On 2 May, the Central government’s health watchdog named the Integrated Disease Surveillance Programme sent out an “Advisory to keep vigil for Ebola Virus Disease” to all state surveillance officers. On that day, more than three months ago, the West African nations of Guinea and Liberia reported 226 clinical cases of the Ebola virus disease (EVD), including 149 deaths. In the interim (up to 6 August), more than 1,700 had been infected in the four countries of Guinea, Liberia, Sierra Leone and Nigeria; a total of 932 had died in five nations, including three in Nigeria and one in Saudi Arabia.
The advisory was a confusing missive of risk-downgrading and misinformation. Among them was that Ebola — which is known to be among the most vicious and aggressive contagions yet encountered, with a death rate of 60-90 percent — has a “low risk of transmission in the early phase of symptomatic patients”; that “(e) ven if a person has a history of visit (SIC) to the affected area, the risk of developing the disease is very low”; that it calls for a “basic level of infection control”, which include everything from “hand hygiene, use of personal protective equipment…, prevention of needle stick and injuries from other sharp instruments, and a set of environmental controls”.

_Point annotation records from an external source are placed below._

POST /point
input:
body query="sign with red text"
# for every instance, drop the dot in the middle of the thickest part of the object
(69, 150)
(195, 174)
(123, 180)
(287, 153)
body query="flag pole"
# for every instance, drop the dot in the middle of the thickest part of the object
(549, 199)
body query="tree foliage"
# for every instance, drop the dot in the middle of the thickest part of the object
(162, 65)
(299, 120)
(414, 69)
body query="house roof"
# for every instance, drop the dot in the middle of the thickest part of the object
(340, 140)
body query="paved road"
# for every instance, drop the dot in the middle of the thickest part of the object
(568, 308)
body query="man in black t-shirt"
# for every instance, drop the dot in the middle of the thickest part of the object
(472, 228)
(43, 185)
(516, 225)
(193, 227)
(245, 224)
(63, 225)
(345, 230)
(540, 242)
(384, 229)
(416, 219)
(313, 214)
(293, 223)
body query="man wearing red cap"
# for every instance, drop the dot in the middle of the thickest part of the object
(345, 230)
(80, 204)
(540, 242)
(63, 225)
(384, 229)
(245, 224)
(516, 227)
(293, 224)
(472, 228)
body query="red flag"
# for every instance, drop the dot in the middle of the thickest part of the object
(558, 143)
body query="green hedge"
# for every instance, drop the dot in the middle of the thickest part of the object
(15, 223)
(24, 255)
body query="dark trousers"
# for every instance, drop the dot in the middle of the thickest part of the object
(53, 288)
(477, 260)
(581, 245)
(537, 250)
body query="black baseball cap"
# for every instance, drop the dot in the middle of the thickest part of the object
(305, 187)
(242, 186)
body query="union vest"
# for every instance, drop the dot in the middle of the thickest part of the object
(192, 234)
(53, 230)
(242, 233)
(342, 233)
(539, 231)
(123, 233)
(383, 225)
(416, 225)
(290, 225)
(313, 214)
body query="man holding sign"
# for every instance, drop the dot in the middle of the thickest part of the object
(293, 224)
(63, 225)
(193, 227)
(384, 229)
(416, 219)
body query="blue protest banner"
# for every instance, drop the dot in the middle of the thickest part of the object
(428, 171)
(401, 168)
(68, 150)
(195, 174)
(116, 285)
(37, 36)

There is no evidence that the advisory had made a dent — until it was exhumed on 1 August and the Indian media was informed that it existed. In much the same manner as it has ignored the Ebola outbreak, the Indian media let this low-key government release slide by. On 6 August, Union Minister of Health and Family Welfare Dr Harsh Vardhan told both Houses of Parliament that the government had issued “advisories” to “State Disease Surveillance Units to be on alert for early detection and management of travel-related cases reported from the community”. He also said that “awareness would be created among the Indian community in these countries and among travellers to India from affected countries”. (see box Indian response, p. 30)
He didn’t tell Parliament that there had, in fact, been only one advisory, which was recently recycled; nor that it has, for the most part, lain completely ignored for a quarter of a year. Although, starting the beginning of August, the international airports at Chennai, Bengaluru and Kolkata reported that they had set up screening protocols for Ebola — which shows not a single obvious symptom even as it incubates in a human host for between two and 21 days, and then goes on to misleadingly mimic treatable flu-like traits before killing swiftly — in truth not a single airport in India is prepared for even one pre-symptomatic Ebola carrier from Africa or from any transit airport elsewhere that links infected regions in Africa and Indian airports. While there are no direct flights from West Africa to Indian cities, there are many to and from the Gulf that are used as a jump-point; and nearly 45,000 Nigerians obtain visas to India every year (2012).
The Airport Health Authority, a government body, is tasked with handling healthcare emergencies at the Indira Gandhi International Airport in New Delhi, which handles 37 million passengers annually (2013-14). As of 6 August, confirmed a senior official of the GMR Group, the airport had received no official communication from the Union health ministry on the matter of following any special protocol while dealing with passengers flying in from West Africa.
Meanwhile, in the absence of an announced protocol by the Indian consulate, many of the 3,000 Indians in Liberia are reported to be trying to find ways to leave without wiping out their bank balances. The decision by various airlines to stop flights to and from West Africa — including British Airways, Emirates, the Nigerian Arik Air, and the Togo-based ASKY Airlines (both pan-African) — has left them stranded. And those airlines that are still brave enough to continue operations have ramped up the price of their tickets so that a trip from Monrovia to India now costs upward of 1.75 lakh per head.
However, doctors and the western media tried to downplay the threat from Ebola, the outbreak beat down their initial optimism. The US’ premier Centers for Disease Control and Prevention moved from Fortress America fortitude to ramping up its Ebola alert to “Level 1 Activation” on 7 August. Level 1 Activation is for the most serious public health emergencies. The UK is quietly panicking as it goes on a screening spree following the tracking of one “possibly” infected woman — much of the European Union has quietly put in place airport screening mechanisms that include not only thermal-imaging scanners, but also quarantine units manned 24×7 by trained medics in full-barrier uniforms.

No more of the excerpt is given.